Factors against the rise of India as a Superpower
While above factor forces India to be the next Superpower. There are some factors which hinders the growth of India as a country.

  • Political obstacles
    • Lack of international representation: India is not a permanent member of the UNSC, although currently it is one of the four-nations group actively seeking a permanent seat in the council. Thus, India lacks the ability to extend its influence or ideas on international events in the way superpowers do.
    • Cost of democratic republic: Democratic republicanism has its value, more so in a multi-ethnic country like India. The Indian government has to consider many interest groups before decision making.
    • Insurgency: India has had significant successes with quelling many insurgencies. However the Indian government has acknowledged that there has been a dramatic increase in support for the Maoists (Naxalite) insurgency in the last decade. Kashmir too remains on boil. 
    • Disputes: India's growth is impeded by disputes with its neighboring China and Pakistan (over historical border and ideological issues) and disputes with Bangladesh (over water availability and the Farakka Dam).
  • Economic obstacles
    • Unemployment & Jobless Growth: India's growth in the services sector and Information Technology sector has not been matched by growth in manufacturing which can provide more jobs.
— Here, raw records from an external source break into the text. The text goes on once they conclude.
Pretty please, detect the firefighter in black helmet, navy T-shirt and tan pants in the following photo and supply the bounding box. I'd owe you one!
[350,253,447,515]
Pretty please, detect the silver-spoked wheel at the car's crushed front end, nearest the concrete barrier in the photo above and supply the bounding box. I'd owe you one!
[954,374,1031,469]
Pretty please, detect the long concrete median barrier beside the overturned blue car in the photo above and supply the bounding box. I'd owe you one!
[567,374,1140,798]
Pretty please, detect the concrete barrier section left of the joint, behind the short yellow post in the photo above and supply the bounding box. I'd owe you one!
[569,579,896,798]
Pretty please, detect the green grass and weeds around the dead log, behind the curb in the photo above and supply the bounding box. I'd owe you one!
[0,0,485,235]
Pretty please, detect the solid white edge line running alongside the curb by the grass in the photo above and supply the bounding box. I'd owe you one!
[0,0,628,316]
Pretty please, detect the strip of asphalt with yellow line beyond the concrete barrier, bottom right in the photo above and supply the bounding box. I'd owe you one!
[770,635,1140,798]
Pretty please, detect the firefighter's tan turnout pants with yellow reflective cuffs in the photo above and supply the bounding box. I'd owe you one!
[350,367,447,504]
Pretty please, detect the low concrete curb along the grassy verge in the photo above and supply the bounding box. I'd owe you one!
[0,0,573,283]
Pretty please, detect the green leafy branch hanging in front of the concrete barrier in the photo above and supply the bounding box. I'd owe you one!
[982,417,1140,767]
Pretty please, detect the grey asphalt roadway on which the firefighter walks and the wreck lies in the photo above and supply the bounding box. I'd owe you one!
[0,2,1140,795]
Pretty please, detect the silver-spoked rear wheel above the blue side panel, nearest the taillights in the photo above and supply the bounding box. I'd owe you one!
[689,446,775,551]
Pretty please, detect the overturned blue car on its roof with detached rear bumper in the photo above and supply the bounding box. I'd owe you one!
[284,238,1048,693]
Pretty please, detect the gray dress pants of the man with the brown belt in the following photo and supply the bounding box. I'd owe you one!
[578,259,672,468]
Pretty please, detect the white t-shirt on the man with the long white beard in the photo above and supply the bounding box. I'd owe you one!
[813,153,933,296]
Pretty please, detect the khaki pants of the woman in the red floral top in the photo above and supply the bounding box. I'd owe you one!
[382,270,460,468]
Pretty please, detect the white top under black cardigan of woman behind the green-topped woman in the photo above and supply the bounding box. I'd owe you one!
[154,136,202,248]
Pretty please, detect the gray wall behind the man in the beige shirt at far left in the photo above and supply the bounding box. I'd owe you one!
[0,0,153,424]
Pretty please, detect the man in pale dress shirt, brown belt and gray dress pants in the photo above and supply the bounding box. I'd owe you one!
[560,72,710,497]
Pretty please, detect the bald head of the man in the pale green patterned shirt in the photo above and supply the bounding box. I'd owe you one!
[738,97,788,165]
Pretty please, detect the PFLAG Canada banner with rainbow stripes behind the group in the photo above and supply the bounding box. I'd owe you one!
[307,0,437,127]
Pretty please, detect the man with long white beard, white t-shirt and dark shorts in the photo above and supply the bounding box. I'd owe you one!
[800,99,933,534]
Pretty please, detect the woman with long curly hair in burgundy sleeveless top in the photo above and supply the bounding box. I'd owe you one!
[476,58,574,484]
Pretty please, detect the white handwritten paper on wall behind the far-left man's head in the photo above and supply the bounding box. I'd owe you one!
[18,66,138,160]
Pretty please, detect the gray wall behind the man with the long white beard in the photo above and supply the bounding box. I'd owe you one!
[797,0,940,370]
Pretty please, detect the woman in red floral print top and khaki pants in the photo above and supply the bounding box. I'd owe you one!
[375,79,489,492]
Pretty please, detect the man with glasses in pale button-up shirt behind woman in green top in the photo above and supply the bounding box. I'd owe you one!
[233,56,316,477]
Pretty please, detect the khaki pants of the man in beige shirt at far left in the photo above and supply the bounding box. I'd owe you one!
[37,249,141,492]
Unless India finds a quick way to generate jobs, its population of unemployed youths could be a reason for instability.
    • Poverty: As of 2011, approximately 21.9% of India's population lived below poverty line. Various reforms, including mass employment schemes have been undertaken by the government to tackle this problem, and India has been quite successful in reducing its share of poverty. However, the issue of poverty in India is far from resolved.
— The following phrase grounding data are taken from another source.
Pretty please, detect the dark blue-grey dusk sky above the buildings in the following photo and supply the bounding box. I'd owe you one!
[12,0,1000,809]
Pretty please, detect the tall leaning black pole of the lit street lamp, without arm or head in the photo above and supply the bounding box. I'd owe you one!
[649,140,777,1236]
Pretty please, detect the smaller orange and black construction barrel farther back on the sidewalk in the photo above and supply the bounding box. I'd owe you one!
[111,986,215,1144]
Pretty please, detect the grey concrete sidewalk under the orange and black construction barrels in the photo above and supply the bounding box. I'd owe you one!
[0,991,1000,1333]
    • Infrastructure: Basic infrastructure in India such as roads, power grid, water, communications infrastructure, housing and education are often below standards, and not catching up with the tune of its economic progress. Continued poor infrastructure might serve as a bottleneck to further economic development.
    • Energy dependence and costs: India heavily depends on foreign oil - a phenomenon likely to continue until non-fossil/renewable energy technology becomes economically viable in the country. As for now, India is energetically expensive since India has to import over 70% of its energy, thus making costs of comforts - like personal car or even air conditioning - extremely high.
  • Social issues
    • Low literacy: As per the 2011 India census, India's national literacy is only 74.04% (2011). Literacy in India is not homogeneous; some states in India have more impressive literacy rates than others.
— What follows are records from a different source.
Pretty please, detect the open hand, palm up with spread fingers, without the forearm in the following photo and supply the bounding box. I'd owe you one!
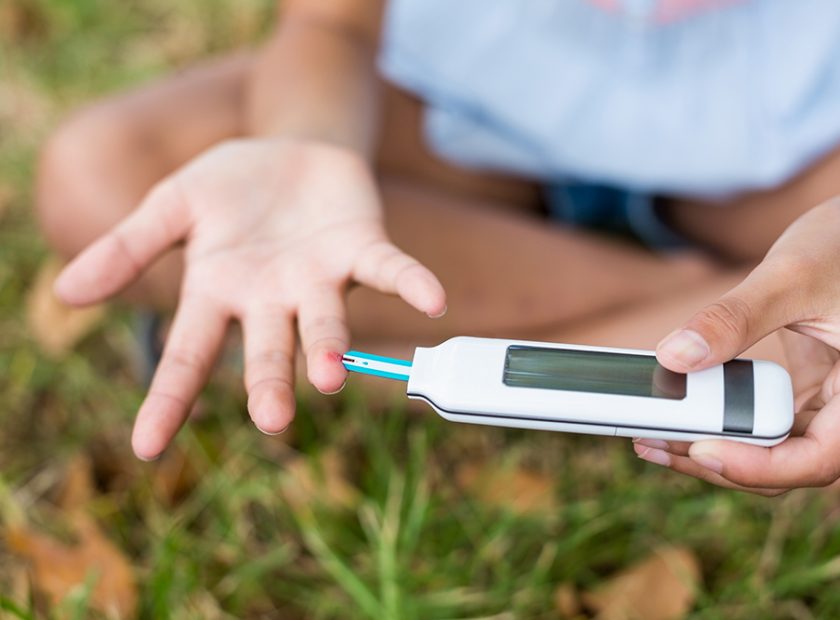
[56,139,445,459]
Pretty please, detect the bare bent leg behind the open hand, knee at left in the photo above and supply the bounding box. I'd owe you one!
[38,56,709,339]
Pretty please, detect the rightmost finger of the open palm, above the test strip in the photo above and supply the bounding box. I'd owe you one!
[353,241,446,318]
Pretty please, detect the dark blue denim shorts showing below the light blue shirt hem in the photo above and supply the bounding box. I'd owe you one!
[544,182,691,251]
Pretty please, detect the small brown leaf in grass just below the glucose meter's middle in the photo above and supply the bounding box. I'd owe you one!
[456,463,557,515]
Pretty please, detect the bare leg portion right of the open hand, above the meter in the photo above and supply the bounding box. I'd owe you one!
[350,178,717,344]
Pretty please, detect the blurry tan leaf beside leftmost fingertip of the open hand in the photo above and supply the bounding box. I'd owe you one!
[26,259,105,358]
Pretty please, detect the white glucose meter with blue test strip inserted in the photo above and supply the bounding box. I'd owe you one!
[343,336,793,446]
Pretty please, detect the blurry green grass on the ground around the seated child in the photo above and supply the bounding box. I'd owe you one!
[0,0,840,619]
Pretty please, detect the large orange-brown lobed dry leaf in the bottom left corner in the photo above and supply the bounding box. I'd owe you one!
[6,457,137,618]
    • Health: India's health scenario is dismal with diseases and malnutrition constantly affecting the poorest quarter of the populace. Mortality is still relatively high and the bane of AIDS is spreading quickly. According to a report of United Nations Development Programme, India has the highest population living with AIDS/HIV and its economy might suffer a setback if it does not check the problem of the virus' spread. It is estimated that India's economic growth will decline by 0.86 percentage annually if the AIDS problem is not properly dealt with.
    • Communal violence: India has a diverse mix of various religions and races. The majority are Hindus by religion, followed by Muslims, Sikhs, Christians, Jains, Buddhists, Bahaii and many more. Though most religions in India have been practising religious tolerance in their histories, the partition and subsequent terrorism had created some degree of uneasiness among some.
    • Social divide: The problem of India's social divide is often linked to its centuries-old caste system. In an attempt to eliminate the caste system, the Indian government has introduced special quotas for low-caste Indians in educational institutions and jobs. The measure is with the motive of helping lower-caste Indians to pursue higher education and thereby elevate their standard of life. However, the system is often criticised about its effectiveness as so called creamy layer (rich among the lower caste) get non-needed advantage & leave other lower caste groups poor only.